Due consiglieri comunali del Carroccio, Luca Lepore e Massimiliano Bastoni, hanno definito la parade «un deprimente palcoscenico di qualche migliaio di frustrati, vittime di aberrazioni della natura».Un po’ di livore sono riusciti a vomitarlo anche sulla giunta di Giuliano Pisapia «affetta da disturbo dissociativo e che patrocina manifestazioni degradanti, ripugnanti e lesive della dignità dell’essere umano».
Nonostante il triste spettacolo della vigilia, per le strade di Milano si è riversata una marea colorata, festosa e cantante con tanta fame di diritti. Per tutti, non solo per gli omosessuali, anche per quelle centinaia di migranti che, da giorni, ancora dormono nel Piazzale davanti alla Stazione Centrale dove era stato fissato il concentramento. 100, 150 mila, secondo gli organizzatori, hanno sfilato fino a Porta Venezia. Tra i carri, i balli e i tanti cartelli, uno che condensa in poche parole un’unità d’intenti compatta e determinata per ottenere diritti che, ad oggi, in Italia ancora non esistono: «25 anni insieme, vogliamo sposarci».
Tra le istituzioni presenti, oltre al Sindaco Pisapia e buona parte della giunta comunale, anche il ministro delle politiche agricole Maurizio Martina: «E’ ora di una legge sulle unioni civili anche in Italia».
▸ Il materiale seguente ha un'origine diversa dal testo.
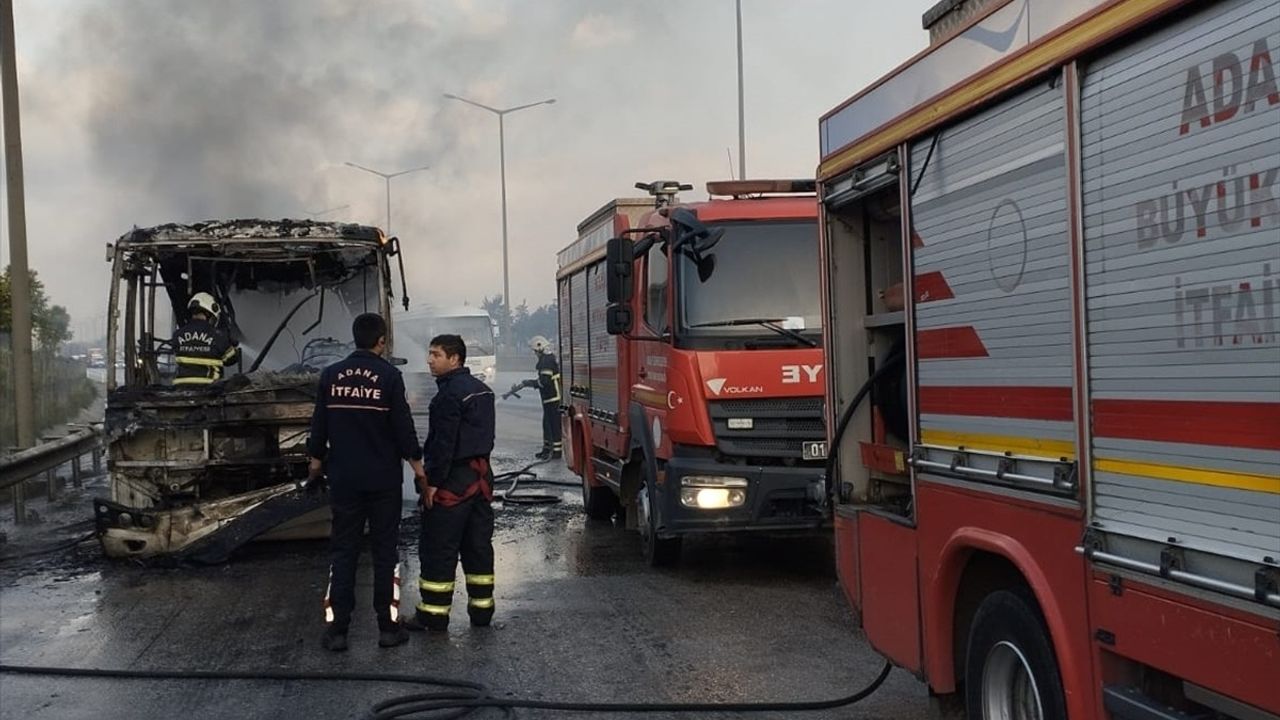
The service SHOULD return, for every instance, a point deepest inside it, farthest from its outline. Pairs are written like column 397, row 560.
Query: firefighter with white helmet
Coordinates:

Le varie associazioni riunite nel comitato arcobaleno hanno manifestato nella giornata dell’orgoglio omosessuale dietro lo striscione di apertura: «I diritti nutrono il pianeta» che parafrasa la «missione» dell’Esposizione Universale. Come slogan, per quest’edizione, è stato scelto un urlo. «Non perché i diritti vadano imposti — aveva spiegato qualche giorno fa Flavio Pellegatta, Presidente di Arcigay, alla conferenza stampa di presentazione a Palazzo Marino — ma perché siamo stanchi di aspettare». «E’ un grido col sorriso quello che oggi tutti insieme lanciamo — ha detto dal palco Pisapia — ma è un grido che, senza risposte alla svelta, diventerà di sdegno e di rabbia».
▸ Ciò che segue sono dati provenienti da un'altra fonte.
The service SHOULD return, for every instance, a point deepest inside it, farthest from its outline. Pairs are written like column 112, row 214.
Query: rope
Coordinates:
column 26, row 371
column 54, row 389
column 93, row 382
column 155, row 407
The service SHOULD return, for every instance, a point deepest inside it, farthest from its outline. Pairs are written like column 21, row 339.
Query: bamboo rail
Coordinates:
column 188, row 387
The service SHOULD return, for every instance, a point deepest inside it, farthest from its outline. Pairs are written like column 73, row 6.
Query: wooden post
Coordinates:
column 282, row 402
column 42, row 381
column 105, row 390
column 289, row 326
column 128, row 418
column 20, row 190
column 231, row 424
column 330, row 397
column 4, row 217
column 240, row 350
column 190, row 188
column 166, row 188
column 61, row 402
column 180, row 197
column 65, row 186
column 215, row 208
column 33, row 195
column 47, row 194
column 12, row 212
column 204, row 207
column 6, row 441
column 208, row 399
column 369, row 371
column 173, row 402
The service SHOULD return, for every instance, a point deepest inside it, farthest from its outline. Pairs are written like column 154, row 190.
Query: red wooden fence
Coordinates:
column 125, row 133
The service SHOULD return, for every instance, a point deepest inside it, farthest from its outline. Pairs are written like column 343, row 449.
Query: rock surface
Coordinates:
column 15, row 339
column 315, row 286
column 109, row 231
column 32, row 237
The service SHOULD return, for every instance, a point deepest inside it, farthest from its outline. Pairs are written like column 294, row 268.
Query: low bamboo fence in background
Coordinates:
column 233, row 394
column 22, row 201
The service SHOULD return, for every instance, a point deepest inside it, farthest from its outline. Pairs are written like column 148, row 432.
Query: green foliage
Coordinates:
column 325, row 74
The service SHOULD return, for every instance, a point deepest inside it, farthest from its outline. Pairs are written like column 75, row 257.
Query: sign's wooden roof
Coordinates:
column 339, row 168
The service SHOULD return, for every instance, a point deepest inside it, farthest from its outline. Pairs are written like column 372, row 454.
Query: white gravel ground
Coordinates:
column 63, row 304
A conclusione, prima degli interventi dal palco del primo cittadino e di Billi Costacurta, il testimonial della parade di quest’anno, un flash mob «per lanciare un’immagine simbolica». L’anno scorso le fotografie di Corso Buenos Aires inondata dal «Fiume d’amore» con 50 mila cuori sollevati in aria, avevano fatto il giro del mondo. Quest’anno è stata scelta l’affermazione «Sì». Sì, lo voglio pronunciato in un grande matrimonio collettivo. Migliaia di braccia alzate con un cartello che chiede uguaglianza per tutti, un’evoluzione e il riconoscimento dei diritti umani collettivi. «Sì, è la risposta dell’amore, l’amore dice sempre: Sì», ha spiegato l’artista Angelo Cruciani, già ideatore del Flash Mob della passata edizione.
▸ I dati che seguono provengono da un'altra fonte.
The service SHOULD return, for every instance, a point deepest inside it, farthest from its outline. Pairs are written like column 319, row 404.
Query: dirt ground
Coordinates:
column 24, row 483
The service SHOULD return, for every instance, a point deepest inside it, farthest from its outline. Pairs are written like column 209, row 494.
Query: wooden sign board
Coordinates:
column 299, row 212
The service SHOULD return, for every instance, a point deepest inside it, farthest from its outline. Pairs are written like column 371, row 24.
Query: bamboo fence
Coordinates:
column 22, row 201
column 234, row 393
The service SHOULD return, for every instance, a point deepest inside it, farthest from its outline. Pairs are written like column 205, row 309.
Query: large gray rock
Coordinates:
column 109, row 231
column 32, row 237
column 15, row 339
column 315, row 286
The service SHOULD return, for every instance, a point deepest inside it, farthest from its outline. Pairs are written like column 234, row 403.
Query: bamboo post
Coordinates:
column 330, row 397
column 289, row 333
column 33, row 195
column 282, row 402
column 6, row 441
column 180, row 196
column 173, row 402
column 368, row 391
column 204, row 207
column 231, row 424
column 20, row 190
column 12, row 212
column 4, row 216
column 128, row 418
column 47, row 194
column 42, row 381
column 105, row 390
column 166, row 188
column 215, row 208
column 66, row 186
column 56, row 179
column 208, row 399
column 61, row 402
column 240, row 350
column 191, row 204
E’ stata una manifestazione politica, anche perché è alle istituzioni che la comunità lgbtq si è rivolta per ottenere finalmente in Italia quello che in molti Paesi, anche nella cattolicissima Irlanda, è ormai normalità. La sentenza della Corte Suprema americana, con un linguaggio insolitamente emotivo, dice «che il matrimonio è una questione di libertà, di manifestazione della propria dignità di esseri umani. Attraverso il matrimonio gay e lesbiche possono superare la solitudine e l’esclusione che li ha caratterizzati per decenni».
E tra queste parole e noi c’è davvero di mezzo il mare.